Latter in the afternoon I visited Seville Cathedral. It is the largest Gothic cathedral and the third-largest church in the world. The cathedral is also the burial site of Christopher Columbus. Seville Cathedral has fifteen doors on its four facades and has 80 chapels.
Later in the evening I roamed around, had a big burger at burger kings and went for a goodnight’s sleep.
Day -2 Seville to Granada
I woke up at usual time. City was still waking up, in spite of being a large city people still live slow life. Today my first stop was Alcázar , a royal palace originally developed by Moorish Muslim kings. This is one of the most beautiful palace in Spain and still used by the royal family.

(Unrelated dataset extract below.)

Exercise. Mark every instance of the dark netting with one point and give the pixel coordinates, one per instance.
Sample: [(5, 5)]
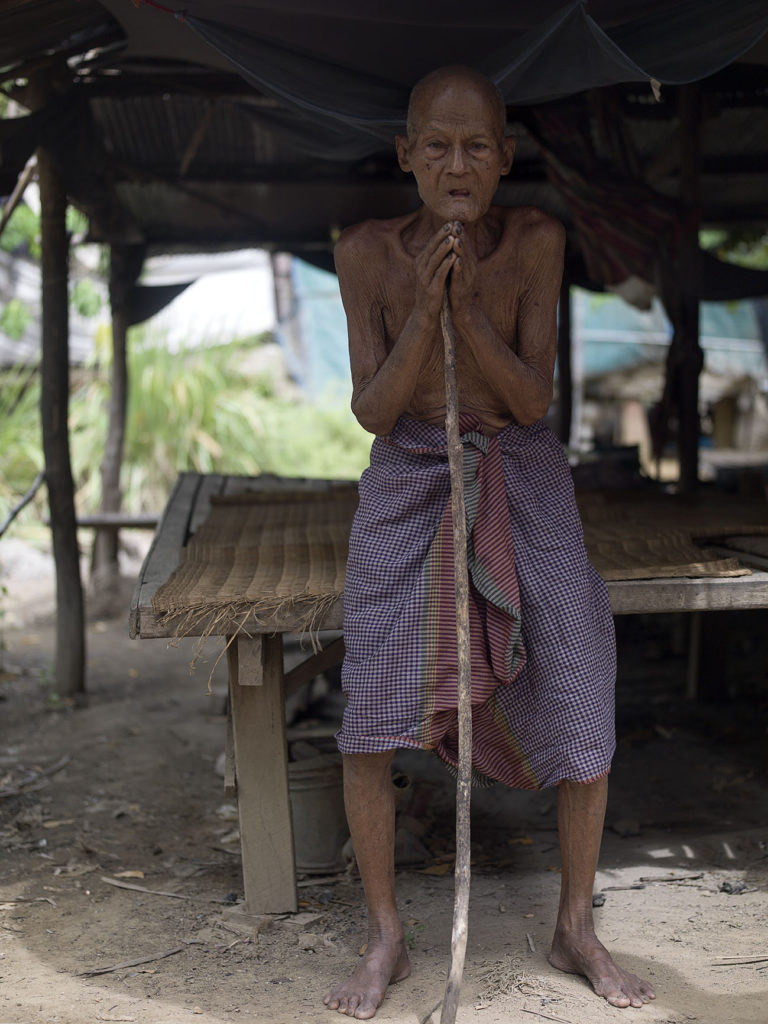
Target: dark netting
[(346, 67)]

In the 11th century Seville’s prosperous Muslim taifa (small kingdom) rulers developed the original fort by building a palace called Al-Muwarak (the Blessed) in what’s now the western part of the Alcázar. The 12th-century Almohad rulers added another palace east of this, around what’s now the Patio del Crucero. Christian Fernando III moved into the Alcázar when he captured Seville in 1248, and several later Christian monarchs used it as their main residence. Fernando’s son Alfonso X replaced much of the Almohad palace with a Gothic one. Between 1364 and 1366 Pedro I created the Alcázar’s crown jewel, the sumptuous Mudéjar Palacio de Don Pedro.
It took almost 4 hours to complete sightseeing Alcazar . From there I walked to Plaza de España, this is a huge half circular structure with buildings continually running around the edge accessible over the moat by numerous bridges representing the four ancient kingdoms of Spain. In the centre is the Vicente Traver fountain. By the walls of the Plaza are many tiled alcoves, each representing a different province of Spain.
By the time I finished Plaza de Espana , it was already lunch time, I came back to my hotel to grab my backpack. It was time to catch the train to Granada which was my next stop. On my way to station I took some pictures of Metrpol Parasol. This is considered the largest wooden structure in the world. It has 6 parasols in the form of giant mushrooms.